If you are in a workplace pension scheme, then the mechanics of saving for a pension should be fairly straightforward in that you can make pension contributions directly from payroll. If you are not, then there are alternative ways of making pension savings, such as saving via private pensions. Even if you are in a workplace pension, it’s worth remembering that workplace pensions are just one vehicle for retirement savings. You can save for your retirement in other ways as well as having a workplace pension. Whatever approach you take, there are five basic rules which can be applied to most, if not all, situations.
Get control of your spending in the present
Ideally you want to enter retirement minus debt and plus savings/investments. Even if you know this is unlikely to be possible (for example, you will still need to pay off your mortgage), you want to get as close to this scenario as you possibly can. That means keeping a grip on your spending in the meantime. Please note that doesn’t mean you have to forego all life’s pleasures for the sake of filling your pension pot as full as it can possibly be, but it does mean being mindful of your long-term future when you take financial decisions.

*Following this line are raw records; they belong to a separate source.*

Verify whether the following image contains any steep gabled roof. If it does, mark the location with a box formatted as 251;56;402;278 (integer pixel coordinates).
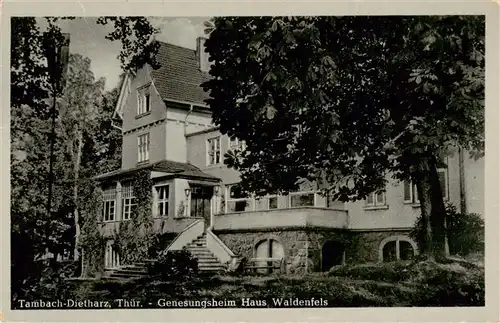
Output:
151;42;210;105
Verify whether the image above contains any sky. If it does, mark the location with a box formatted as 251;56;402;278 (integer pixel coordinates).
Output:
42;17;209;90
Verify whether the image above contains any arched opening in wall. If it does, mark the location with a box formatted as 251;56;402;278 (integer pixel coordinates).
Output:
254;239;285;274
379;236;418;262
321;240;345;271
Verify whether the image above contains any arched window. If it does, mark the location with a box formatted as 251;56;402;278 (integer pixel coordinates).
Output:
379;235;418;262
321;240;345;271
254;239;285;273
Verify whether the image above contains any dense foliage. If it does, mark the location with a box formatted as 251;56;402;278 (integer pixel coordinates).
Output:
149;250;198;281
11;17;156;306
15;261;485;307
410;203;484;256
204;16;485;256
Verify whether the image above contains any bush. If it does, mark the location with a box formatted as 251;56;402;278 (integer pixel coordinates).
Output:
148;232;177;259
328;261;485;306
328;262;413;282
410;203;484;256
149;250;198;280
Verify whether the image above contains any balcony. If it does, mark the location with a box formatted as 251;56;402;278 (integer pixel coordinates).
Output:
213;207;348;231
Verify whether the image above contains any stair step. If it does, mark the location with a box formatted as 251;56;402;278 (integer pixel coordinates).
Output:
109;272;146;279
114;269;148;275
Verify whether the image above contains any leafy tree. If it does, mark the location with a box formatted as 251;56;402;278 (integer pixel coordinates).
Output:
204;16;484;258
11;17;157;298
59;54;105;260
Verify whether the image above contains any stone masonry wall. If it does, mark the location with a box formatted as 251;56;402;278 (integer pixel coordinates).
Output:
216;229;414;274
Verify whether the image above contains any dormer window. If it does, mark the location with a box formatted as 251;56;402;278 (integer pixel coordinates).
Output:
137;84;151;116
137;133;149;163
229;137;245;151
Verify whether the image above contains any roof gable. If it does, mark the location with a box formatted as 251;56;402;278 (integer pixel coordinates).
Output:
151;42;210;105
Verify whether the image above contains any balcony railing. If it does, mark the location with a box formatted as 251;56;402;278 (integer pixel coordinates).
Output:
213;207;348;231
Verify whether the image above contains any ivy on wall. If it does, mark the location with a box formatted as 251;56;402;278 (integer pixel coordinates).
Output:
80;181;105;277
115;170;155;264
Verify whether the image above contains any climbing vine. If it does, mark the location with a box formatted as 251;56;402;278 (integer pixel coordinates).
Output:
81;180;105;277
115;170;154;264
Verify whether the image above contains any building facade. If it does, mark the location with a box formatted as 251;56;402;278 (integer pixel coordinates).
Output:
94;39;484;273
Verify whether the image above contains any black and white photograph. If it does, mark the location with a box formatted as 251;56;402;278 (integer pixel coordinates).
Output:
4;1;498;319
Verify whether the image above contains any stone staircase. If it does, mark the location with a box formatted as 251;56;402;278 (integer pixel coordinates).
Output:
183;233;226;273
105;260;153;280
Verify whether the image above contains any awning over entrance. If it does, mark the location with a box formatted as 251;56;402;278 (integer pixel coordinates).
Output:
95;160;220;186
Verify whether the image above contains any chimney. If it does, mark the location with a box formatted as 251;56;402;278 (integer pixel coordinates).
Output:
196;37;211;72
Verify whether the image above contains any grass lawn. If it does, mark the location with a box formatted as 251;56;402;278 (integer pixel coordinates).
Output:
59;261;484;307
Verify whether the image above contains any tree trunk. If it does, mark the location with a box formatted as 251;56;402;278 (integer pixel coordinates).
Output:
73;128;83;261
415;156;449;261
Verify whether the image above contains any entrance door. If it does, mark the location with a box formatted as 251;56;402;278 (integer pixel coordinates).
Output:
191;186;214;226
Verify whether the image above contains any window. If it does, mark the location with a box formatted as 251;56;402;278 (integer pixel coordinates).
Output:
290;192;314;207
404;181;418;203
254;239;285;274
207;137;221;165
379;236;417;262
104;240;120;268
438;168;448;200
137;85;151;115
102;189;116;221
269;196;278;210
229;138;245;150
137;133;149;163
226;184;252;212
156;185;169;216
122;183;137;220
365;191;386;207
404;168;448;203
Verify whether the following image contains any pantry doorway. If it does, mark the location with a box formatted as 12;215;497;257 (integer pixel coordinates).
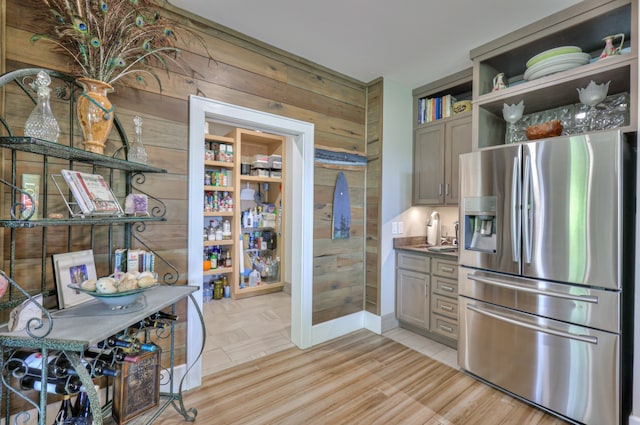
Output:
183;96;314;389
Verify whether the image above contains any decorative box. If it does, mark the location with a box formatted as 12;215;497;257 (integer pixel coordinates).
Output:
111;347;161;425
251;161;269;168
269;155;282;170
251;168;269;177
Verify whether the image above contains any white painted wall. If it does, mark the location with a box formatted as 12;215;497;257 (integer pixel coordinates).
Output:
380;79;413;317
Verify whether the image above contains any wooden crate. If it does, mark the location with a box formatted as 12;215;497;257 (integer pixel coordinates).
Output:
112;347;161;425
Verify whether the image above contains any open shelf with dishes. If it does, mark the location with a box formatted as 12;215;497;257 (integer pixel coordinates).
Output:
471;0;638;149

Make a plan for now and into the future
We’ll skip the clichés on the importance of planning and just stick to saying that a solid financial plan can form the basis of good financial decision taking both in the present and in the future. The importance of having an effective plan in place for retirement is arguably so great that it is worth taking professional advice to put one together. For the sake of completeness, professional advice does not mean that you are going to be railroaded into doing whatever the professional thinks is right, at the end of the day, all decisions are up to you. What it does mean is that you will have the benefit of a financial expert casting an objective eye over your situation, listening to your thoughts and then making constructive suggestions some of which you might never have thought of yourself.
Actively look for ways to boost your retirement savings
This tip goes back to the first one about getting control of your finances, but while the first tip really relates to managing your money so that you avoid debt as much as possible and try to build up savings/investment if you possibly can, this tip is really to remind you just how important it is to do everything possible to make your money work as hard as it can for you. In particular, make the most of any tax breaks (such as ISAs) or work-related benefits.

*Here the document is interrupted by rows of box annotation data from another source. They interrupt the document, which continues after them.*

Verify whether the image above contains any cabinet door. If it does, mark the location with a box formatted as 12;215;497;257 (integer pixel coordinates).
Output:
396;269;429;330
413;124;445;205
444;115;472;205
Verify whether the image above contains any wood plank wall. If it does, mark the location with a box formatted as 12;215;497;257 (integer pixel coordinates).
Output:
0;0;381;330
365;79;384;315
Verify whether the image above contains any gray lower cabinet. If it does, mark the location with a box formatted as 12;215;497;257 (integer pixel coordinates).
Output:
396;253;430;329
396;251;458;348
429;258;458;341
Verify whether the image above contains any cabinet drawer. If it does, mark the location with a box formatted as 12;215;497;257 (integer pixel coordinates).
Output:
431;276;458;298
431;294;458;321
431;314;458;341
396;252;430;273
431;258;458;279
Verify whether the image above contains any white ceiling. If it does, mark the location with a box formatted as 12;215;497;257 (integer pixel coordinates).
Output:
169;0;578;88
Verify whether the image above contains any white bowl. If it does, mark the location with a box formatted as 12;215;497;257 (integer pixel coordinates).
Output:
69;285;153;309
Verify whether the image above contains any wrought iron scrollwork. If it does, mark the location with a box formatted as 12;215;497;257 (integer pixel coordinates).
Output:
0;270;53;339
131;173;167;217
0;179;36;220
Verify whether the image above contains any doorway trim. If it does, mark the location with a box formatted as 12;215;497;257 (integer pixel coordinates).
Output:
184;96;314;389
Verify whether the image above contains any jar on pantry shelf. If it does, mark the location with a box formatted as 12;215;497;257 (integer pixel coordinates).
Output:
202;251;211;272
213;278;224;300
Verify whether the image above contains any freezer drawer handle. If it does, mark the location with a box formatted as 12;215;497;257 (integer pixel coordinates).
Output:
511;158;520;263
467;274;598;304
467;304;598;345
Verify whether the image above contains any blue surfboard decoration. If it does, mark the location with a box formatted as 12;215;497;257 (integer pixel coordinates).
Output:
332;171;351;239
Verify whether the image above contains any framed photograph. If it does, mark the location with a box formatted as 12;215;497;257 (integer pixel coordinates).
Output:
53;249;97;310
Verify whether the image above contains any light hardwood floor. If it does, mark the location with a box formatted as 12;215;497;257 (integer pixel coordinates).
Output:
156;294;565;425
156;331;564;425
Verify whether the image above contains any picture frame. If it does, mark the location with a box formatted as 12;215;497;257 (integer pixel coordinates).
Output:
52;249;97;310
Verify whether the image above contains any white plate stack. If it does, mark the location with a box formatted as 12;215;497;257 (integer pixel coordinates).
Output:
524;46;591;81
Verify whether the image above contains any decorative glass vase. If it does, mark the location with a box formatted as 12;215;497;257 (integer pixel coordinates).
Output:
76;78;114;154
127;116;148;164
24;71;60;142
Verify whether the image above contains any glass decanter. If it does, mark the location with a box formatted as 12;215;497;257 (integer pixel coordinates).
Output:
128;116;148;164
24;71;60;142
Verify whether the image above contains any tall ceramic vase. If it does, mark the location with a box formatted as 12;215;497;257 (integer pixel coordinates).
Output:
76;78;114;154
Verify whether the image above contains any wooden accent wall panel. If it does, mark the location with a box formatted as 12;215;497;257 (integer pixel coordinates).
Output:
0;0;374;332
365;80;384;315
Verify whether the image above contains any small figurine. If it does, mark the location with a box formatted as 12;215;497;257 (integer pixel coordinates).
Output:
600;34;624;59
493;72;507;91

Monitor and, if necessary, adjust your plan
Not only do you need to keep track of your plan to ensure that it actually is going to plan, you also need to keep asking yourself whether or not your plan is still an accurate reflection of your needs, wants and situation. Changing your plan does not necessarily mean that there was anything wrong with it at the time it was made. It can simply mean that there have been changes in your life since it was created.

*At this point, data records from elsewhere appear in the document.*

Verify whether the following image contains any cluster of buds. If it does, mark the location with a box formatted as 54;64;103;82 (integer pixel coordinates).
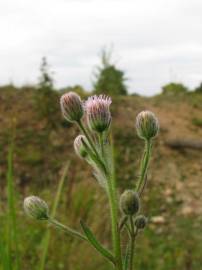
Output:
60;92;112;132
120;190;140;216
74;135;89;158
24;92;159;269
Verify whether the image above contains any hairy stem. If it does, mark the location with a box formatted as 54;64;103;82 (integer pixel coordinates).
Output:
129;217;135;270
136;140;152;193
108;139;123;270
77;121;99;158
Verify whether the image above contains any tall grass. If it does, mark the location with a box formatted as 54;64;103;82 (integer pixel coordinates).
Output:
36;162;70;270
0;138;21;270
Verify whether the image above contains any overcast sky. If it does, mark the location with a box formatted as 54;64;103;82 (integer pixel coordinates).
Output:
0;0;202;95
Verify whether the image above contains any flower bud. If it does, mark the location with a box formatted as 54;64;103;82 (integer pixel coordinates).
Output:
74;135;88;158
120;190;140;216
24;196;49;220
60;92;84;122
136;111;159;140
135;215;147;229
85;95;112;133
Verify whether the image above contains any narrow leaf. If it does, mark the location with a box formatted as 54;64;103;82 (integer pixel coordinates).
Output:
123;245;130;270
80;220;115;264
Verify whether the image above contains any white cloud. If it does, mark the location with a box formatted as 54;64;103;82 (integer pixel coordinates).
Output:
0;0;202;95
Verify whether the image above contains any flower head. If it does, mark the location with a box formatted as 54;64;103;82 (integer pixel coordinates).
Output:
85;95;112;132
74;135;88;158
60;92;84;122
136;111;159;140
24;196;49;220
135;215;147;229
120;190;140;216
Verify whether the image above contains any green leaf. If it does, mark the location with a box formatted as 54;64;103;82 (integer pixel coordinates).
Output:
123;245;130;270
80;220;115;264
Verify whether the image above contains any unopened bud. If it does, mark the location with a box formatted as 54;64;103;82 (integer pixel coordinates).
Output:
136;111;159;140
135;215;147;229
24;196;49;220
60;92;84;122
85;95;112;133
74;135;88;158
120;190;140;216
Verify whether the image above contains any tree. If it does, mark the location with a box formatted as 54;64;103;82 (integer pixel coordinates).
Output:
35;57;58;128
94;49;127;95
162;83;188;96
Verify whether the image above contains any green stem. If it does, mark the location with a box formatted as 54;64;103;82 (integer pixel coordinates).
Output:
136;140;152;193
77;121;99;158
108;183;122;270
48;218;88;241
108;139;123;270
129;217;135;270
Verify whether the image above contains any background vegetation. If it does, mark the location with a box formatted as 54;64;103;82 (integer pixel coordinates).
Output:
0;56;202;270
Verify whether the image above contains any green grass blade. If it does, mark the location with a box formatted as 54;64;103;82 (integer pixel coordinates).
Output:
7;141;20;270
0;228;9;270
37;161;70;270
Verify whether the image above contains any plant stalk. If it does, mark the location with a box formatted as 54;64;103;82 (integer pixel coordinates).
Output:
136;140;152;195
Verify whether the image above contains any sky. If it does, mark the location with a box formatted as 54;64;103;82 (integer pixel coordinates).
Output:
0;0;202;96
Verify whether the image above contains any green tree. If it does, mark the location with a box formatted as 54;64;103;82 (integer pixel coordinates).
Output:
162;83;188;96
94;49;127;95
35;57;58;128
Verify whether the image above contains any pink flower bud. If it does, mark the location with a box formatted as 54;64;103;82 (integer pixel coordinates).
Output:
85;95;112;132
74;135;88;158
60;92;84;122
136;111;159;140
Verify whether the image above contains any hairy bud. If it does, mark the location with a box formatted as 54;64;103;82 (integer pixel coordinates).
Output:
60;92;84;122
74;135;88;158
85;95;112;132
135;215;147;229
136;111;159;140
24;196;49;220
120;190;140;216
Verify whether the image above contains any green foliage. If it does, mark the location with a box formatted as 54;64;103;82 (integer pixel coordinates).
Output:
0;139;21;270
35;57;58;128
94;50;127;96
36;162;69;270
162;83;188;96
194;82;202;94
192;118;202;127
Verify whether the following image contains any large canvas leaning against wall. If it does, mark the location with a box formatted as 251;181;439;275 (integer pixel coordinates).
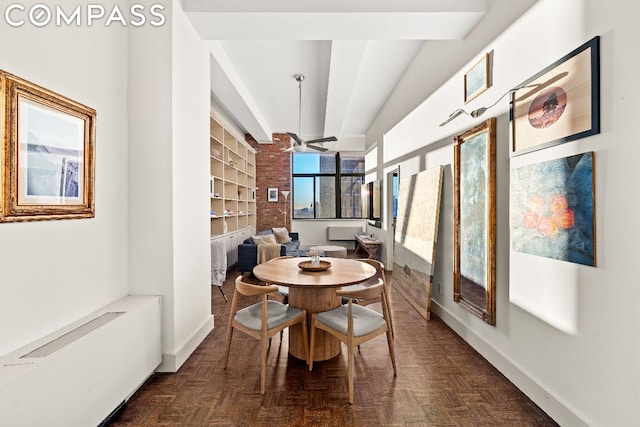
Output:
510;152;596;267
393;166;443;320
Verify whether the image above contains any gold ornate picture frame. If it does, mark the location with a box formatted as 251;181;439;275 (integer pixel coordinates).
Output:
453;117;496;325
0;70;96;222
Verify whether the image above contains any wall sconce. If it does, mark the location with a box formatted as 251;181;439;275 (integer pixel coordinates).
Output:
440;84;540;126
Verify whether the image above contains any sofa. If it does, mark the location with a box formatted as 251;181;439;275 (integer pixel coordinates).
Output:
238;229;300;273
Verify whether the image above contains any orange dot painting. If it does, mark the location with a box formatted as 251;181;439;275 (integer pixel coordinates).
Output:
510;152;596;266
529;86;567;129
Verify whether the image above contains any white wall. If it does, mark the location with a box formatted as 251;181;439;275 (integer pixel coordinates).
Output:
129;1;213;371
370;0;640;426
171;3;213;372
0;0;128;355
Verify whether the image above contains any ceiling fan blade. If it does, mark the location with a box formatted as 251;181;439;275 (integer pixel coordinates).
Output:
287;132;302;145
307;143;328;152
306;136;338;144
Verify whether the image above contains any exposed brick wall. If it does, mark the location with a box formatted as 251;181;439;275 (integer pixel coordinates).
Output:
245;133;292;231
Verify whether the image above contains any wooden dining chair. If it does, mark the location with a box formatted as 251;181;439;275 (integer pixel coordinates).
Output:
224;276;309;394
342;258;395;338
309;279;398;404
270;255;293;306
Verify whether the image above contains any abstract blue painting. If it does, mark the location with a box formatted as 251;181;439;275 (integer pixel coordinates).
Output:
511;152;596;266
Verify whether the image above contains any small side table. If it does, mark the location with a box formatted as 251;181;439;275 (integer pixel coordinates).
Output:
354;234;382;259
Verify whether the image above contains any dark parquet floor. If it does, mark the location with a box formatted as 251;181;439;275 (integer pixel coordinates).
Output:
108;253;557;427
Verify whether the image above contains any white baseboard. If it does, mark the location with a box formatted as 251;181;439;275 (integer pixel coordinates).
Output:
156;314;214;372
431;301;591;427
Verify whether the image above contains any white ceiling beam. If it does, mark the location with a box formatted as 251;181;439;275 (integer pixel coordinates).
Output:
209;41;273;143
182;0;487;13
324;40;368;136
186;11;486;40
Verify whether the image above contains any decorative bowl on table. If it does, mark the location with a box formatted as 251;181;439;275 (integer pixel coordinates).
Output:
298;260;331;271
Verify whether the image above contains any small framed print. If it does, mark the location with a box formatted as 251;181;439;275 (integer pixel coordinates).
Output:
0;70;96;222
267;187;278;202
511;36;600;156
464;53;491;104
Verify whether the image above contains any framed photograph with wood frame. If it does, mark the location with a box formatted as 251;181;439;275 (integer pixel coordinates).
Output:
511;36;600;156
267;187;278;202
453;117;496;325
464;53;491;104
0;70;96;222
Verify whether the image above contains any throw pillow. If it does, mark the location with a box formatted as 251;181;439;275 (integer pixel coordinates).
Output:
252;234;278;245
271;227;291;243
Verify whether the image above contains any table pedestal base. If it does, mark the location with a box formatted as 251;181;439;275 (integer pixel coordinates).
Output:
289;286;342;362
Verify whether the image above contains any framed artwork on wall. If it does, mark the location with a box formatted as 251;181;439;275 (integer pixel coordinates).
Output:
0;71;96;222
453;117;496;325
267;187;278;202
510;152;596;267
511;37;600;155
464;53;491;104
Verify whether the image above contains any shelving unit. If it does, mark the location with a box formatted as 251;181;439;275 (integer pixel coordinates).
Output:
209;115;256;266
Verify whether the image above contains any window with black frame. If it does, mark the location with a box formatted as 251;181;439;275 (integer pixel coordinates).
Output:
292;153;364;219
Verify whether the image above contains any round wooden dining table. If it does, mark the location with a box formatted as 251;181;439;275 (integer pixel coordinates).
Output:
253;257;376;362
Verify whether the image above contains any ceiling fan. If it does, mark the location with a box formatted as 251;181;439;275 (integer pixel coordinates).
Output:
284;74;338;152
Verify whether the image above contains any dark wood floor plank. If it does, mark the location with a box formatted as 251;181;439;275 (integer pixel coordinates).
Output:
110;254;557;427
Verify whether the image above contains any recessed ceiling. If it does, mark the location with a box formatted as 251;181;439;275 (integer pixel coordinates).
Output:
183;0;488;150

Think about how best to make the most of your retirement savings
In the old days, you had to use most of your pension pot to buy an annuity and that was the end of the matter. All you had to decide was which annuity to buy. These days, you have a much wider range of options for your pension pot and if you have additional pensions savings held outside of a pension wrapper your choice of options may be even broader. Again, professional advice could come in very useful here.
Tax treatment varies according to individual circumstances and is subject to change.
The value of pensions and investments and the income they produce can fall as well as rise. You may get back less than you invested.